The Younger Brothers

I have 3 brothers acquired over the years.  One in 1948, one in 1952, one in 1960.  That makes 14 years between me, the oldest, and the youngest.  We are rather strung out.  Brother number 2 was born after the death of our sister, who died of the RH factor, after being on the earth for a week or younger brothersso.  But by the time brother #2 came along they had come up with stuff to combat the RH and he, success story that he was, was written up in some medical journal.

We are all rather nuts in some way or the other.  As the psychoanalyst, D.W. Winnicott says, if you have one mother and 8 children, you have eight different mothers.  This is true; we all have different perceptions of our mother.  But we agree, even with these differences, that she is crazy.  Or maybe she is evil.  We have discussed this matter and have not really reached a conclusion.

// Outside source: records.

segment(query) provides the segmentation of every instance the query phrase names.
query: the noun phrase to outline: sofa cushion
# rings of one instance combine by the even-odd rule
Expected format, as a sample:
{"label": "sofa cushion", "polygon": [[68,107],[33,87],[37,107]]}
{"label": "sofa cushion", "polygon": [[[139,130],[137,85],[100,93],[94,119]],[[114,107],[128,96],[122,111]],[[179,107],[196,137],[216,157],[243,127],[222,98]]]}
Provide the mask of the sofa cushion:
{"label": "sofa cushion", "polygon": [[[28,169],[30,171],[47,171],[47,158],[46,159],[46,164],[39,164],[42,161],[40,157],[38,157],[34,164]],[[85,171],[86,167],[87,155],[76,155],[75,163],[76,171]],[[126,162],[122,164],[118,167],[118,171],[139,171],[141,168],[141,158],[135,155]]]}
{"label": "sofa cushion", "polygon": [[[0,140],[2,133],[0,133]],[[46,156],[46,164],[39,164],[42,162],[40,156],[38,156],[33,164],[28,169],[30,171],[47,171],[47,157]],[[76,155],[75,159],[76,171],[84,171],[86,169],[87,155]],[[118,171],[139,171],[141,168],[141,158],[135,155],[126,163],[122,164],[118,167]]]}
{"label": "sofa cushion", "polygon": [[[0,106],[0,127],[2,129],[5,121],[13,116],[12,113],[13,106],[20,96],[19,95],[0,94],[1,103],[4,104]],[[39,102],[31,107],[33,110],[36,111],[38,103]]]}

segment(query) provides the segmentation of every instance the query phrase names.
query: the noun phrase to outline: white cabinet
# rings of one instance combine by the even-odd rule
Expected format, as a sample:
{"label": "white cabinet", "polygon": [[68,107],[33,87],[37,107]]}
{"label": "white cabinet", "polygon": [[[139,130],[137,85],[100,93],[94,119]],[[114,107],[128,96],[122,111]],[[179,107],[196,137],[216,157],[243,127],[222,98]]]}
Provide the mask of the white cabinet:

I think she is crazy.  Brother number 1 thinks she is Evil (or at times he thinks this).  Brother #2 believes she is capable of any manner of horrible acts.  And brother #3 would just as soon she went away.  Our different perceptions of her are probably related to the differing reasons we have for believing she is crazy and/or evil.

The thing that has kept us in contact with each other over the years as we went our different ways and to different parts of the state is the shared experience of having been raised by our crazy mother and impotent father.  Without these two we would not have much in common.

We are rather like those poor soldiers flung together in the same trench from different parts of the universe; and as they undergo the terrors of war, they bond, as they say.  After the war, they go their different ways and sometimes never contact each other again because really they had nothing in common except the shared misery of a miserable experience.

 One must face the fact that genetics is a crap shoot and just because you are related to another person by blood does not mean you have any deep elective affinity with that person as another person or soul.  Though of course you are probably all human beings. And in that respect, as much as you may dislike, fear, or simply hate, another of the same blood, you are bound by that blood to respect the fact that the blood relation is, in fact, a human being, something not as easily accorded a biological stranger.

This is no small or easy thing.  Many are much nicer and more pleasant, courteous and respectful to complete strangers than they are to members of their own family.  I think this much more the “norm” than many might imagine.  We say things to members of the family that we would never dare to say to others, unless we wish to get shot or be beaten to a pulp.  And we do not usually get shot or beaten to a pulp because we are family.

Sometimes this may well be a terrific mistake.